The following are several parameter design schemes for the treatment area:

The diameter of the treatment area is 15mm to 30mm, and the distance between the inner arc and the central optical center is 5.0mm to 5.5mm.

The diameter of the treatment area is 15mm to 30mm, and the distance between the inner arc and the central optical center is 5.6mm to 6.0mm.

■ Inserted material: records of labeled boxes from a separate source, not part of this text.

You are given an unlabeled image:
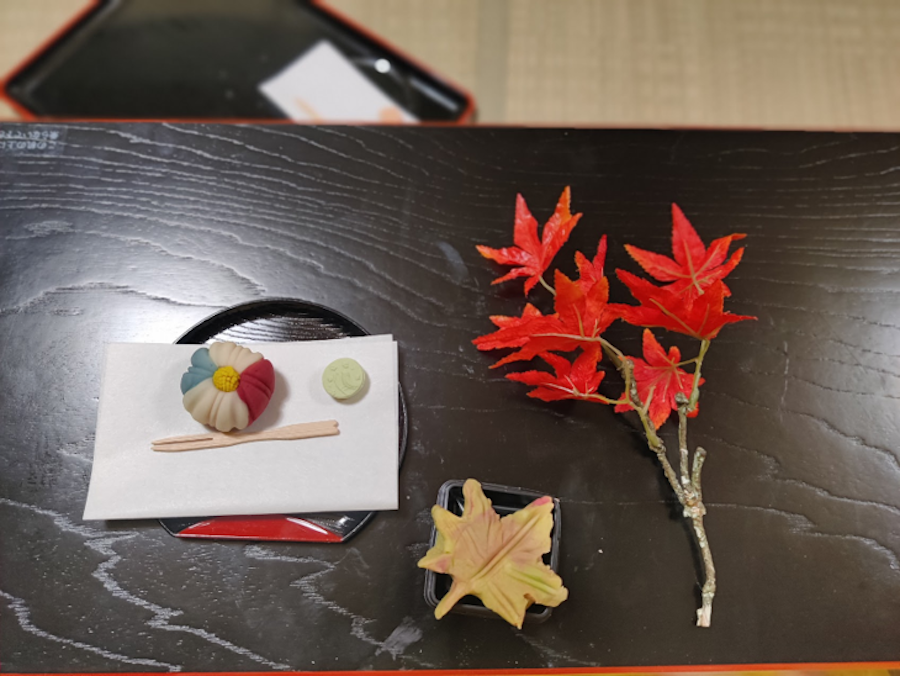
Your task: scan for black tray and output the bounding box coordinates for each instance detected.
[160,298,407,543]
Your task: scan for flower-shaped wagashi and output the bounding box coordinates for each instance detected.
[181,343,275,432]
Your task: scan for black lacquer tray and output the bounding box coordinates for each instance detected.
[160,299,407,543]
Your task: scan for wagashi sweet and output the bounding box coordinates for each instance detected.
[181,342,275,432]
[322,357,366,399]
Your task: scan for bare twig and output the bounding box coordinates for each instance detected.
[602,339,716,627]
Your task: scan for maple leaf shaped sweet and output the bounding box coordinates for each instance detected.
[418,479,569,629]
[476,187,581,295]
[613,270,756,340]
[616,329,705,429]
[506,344,606,401]
[625,204,746,297]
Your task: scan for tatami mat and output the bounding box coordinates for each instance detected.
[0,0,900,130]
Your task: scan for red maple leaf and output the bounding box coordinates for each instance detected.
[472,270,627,368]
[506,345,605,401]
[575,235,606,293]
[616,329,704,429]
[477,187,581,294]
[625,204,746,297]
[611,270,756,340]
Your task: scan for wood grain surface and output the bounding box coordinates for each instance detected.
[0,124,900,672]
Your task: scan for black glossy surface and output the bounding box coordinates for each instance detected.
[8,0,467,121]
[0,125,900,671]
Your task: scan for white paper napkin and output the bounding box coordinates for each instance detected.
[84,336,398,519]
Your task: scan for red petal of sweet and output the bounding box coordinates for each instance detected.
[237,359,275,424]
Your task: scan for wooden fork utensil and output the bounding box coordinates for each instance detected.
[151,420,341,453]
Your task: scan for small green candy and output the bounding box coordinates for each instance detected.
[322,357,366,399]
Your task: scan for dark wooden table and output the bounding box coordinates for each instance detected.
[0,124,900,671]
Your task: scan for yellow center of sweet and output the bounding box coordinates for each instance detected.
[213,366,241,392]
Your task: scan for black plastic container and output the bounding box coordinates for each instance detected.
[425,479,562,623]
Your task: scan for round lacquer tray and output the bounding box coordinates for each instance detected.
[160,299,407,542]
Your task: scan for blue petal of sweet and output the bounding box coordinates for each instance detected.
[191,347,219,373]
[181,347,218,394]
[181,366,213,394]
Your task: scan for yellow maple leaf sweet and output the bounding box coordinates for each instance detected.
[418,479,569,629]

The diameter of the treatment area is 15mm to 30mm, and the distance between the inner arc and the central optical center is 6.1mm to 6.5mm.

The diameter of the treatment area is 15mm to 30mm, and the distance between the inner arc and the central optical center is 6.6mm to 7.0mm.

The diameter of the treatment area is 15mm to 30mm, and the distance between the inner arc and the central optical center is 7.1mm to 7.5mm.

The diameter of the treatment area is 15mm to 30mm, and the distance between the inner arc and the central optical center is 7.6mm to 8.0mm.

The diameter of the treatment area is based on 15mm, and the diameter of the treatment area is increased to 30mm according to the gradation of 5mm, 4mm, 3mm, 2mm, and 1mm, or the diameter of the treatment area is set to 40mm.

The preferred treatment area is set with a diameter of 25mm and a distance of 7.0mm from the inner arc to the central optical center.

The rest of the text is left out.